Vulnerability in the SolarView energy monitoring system: a shadow falls on the future of solar energy
A critical flaw allows disrupting global supply chains and driving up electricity prices.
According to report companies VulnCheckhundreds of energy companies around the world may be subject to cyber attacks due to a actively exploited vulnerability affecting a solar energy monitoring product Contec Solar View.
Contec specializes in embedded computing, industrial automation and communications technology IoT (Internet of Things). More than 30,000 power plants use SolarView’s solar energy monitoring and visualization product.
This is a code injection vulnerability. CVE-2022-29303 (CVSS: 9.8) in Contec SolarView 6.0. The vulnerability could be exploited by an unauthenticated remote attacker. It is noted that the vulnerability has already been exploited in the wild.
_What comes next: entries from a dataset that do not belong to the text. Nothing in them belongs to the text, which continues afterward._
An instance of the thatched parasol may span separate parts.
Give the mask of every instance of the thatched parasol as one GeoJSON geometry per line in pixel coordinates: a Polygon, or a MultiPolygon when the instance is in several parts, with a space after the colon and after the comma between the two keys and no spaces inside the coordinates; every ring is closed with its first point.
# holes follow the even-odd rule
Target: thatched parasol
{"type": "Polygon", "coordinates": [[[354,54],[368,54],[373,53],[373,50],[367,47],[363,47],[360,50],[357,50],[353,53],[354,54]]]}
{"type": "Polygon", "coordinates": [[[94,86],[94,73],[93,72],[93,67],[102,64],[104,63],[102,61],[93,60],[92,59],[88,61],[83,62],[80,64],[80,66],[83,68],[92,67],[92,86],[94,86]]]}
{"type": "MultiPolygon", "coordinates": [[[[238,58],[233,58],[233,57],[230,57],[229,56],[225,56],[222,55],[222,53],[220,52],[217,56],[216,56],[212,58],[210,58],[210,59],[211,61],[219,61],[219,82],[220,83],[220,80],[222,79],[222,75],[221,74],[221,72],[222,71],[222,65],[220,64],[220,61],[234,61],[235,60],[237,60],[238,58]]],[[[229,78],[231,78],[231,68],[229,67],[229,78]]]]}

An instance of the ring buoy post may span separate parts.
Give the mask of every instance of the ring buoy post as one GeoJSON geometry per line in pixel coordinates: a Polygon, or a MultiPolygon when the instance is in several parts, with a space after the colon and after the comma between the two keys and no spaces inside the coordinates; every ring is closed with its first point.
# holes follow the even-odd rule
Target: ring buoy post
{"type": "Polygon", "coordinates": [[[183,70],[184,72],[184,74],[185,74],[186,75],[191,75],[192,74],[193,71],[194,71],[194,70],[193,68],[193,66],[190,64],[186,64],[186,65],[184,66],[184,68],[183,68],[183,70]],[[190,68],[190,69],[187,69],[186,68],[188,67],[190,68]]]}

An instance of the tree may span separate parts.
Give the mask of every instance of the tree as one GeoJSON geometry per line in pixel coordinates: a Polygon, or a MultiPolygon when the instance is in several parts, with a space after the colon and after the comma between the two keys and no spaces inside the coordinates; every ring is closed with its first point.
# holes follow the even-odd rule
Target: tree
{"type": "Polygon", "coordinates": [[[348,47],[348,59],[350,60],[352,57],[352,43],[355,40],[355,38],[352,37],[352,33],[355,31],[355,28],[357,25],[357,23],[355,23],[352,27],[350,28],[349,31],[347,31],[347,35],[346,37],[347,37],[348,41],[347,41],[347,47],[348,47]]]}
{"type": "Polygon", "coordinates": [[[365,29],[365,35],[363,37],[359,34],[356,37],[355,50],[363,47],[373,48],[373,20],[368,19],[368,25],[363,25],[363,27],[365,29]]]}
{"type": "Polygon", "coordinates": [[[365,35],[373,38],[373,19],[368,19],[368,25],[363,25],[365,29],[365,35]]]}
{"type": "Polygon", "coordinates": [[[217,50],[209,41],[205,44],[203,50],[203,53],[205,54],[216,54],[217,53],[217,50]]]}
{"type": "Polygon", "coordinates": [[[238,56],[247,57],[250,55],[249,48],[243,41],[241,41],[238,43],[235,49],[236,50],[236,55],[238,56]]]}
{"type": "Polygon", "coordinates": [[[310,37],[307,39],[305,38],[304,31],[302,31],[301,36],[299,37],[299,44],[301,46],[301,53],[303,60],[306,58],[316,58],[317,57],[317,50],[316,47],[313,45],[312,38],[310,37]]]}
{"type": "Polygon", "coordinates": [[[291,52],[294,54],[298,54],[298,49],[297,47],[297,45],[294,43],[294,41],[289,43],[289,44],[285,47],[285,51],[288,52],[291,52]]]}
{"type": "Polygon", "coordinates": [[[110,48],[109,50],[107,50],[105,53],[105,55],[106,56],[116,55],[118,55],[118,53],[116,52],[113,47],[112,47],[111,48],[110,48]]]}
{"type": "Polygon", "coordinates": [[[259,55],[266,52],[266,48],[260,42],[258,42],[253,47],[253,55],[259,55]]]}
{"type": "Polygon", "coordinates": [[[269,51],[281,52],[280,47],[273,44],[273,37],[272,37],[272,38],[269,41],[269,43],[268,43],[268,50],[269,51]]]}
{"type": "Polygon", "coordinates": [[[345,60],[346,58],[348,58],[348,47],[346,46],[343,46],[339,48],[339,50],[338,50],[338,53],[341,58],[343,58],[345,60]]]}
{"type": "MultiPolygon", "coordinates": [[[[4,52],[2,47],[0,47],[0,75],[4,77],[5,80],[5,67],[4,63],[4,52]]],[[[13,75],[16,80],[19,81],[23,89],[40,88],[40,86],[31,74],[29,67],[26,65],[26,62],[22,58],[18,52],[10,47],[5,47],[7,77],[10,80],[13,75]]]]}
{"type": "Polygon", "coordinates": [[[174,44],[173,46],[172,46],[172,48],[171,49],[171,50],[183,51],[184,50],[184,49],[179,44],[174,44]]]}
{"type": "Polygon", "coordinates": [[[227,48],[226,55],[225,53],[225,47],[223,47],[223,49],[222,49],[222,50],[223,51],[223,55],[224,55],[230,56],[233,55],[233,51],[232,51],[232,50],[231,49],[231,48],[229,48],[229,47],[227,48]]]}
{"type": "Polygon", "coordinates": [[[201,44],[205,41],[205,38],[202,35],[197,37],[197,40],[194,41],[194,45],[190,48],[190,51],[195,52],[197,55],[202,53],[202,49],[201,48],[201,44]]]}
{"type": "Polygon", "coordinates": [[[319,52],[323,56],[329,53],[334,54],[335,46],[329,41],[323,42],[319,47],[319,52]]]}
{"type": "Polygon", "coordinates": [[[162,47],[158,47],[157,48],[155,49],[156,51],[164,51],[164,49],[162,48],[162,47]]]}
According to VulnCheck, the bug was fixed only with the release of version 8.0, and software versions 4.0 and higher are affected. Search Shodan shows more than 600 SolarView systems open on the Internet, including more than 400 working vulnerable versions.
The experts explained that the entire SolarView series is a monitoring system, so the worst-case attack scenario can be a loss of view method (Loss of view). However, if the equipment is part of a solar energy production facility, the attack can cause loss of productivity and revenue (Loss of Productivity and Revenue) using the equipment as a network node to attack other ICS resources.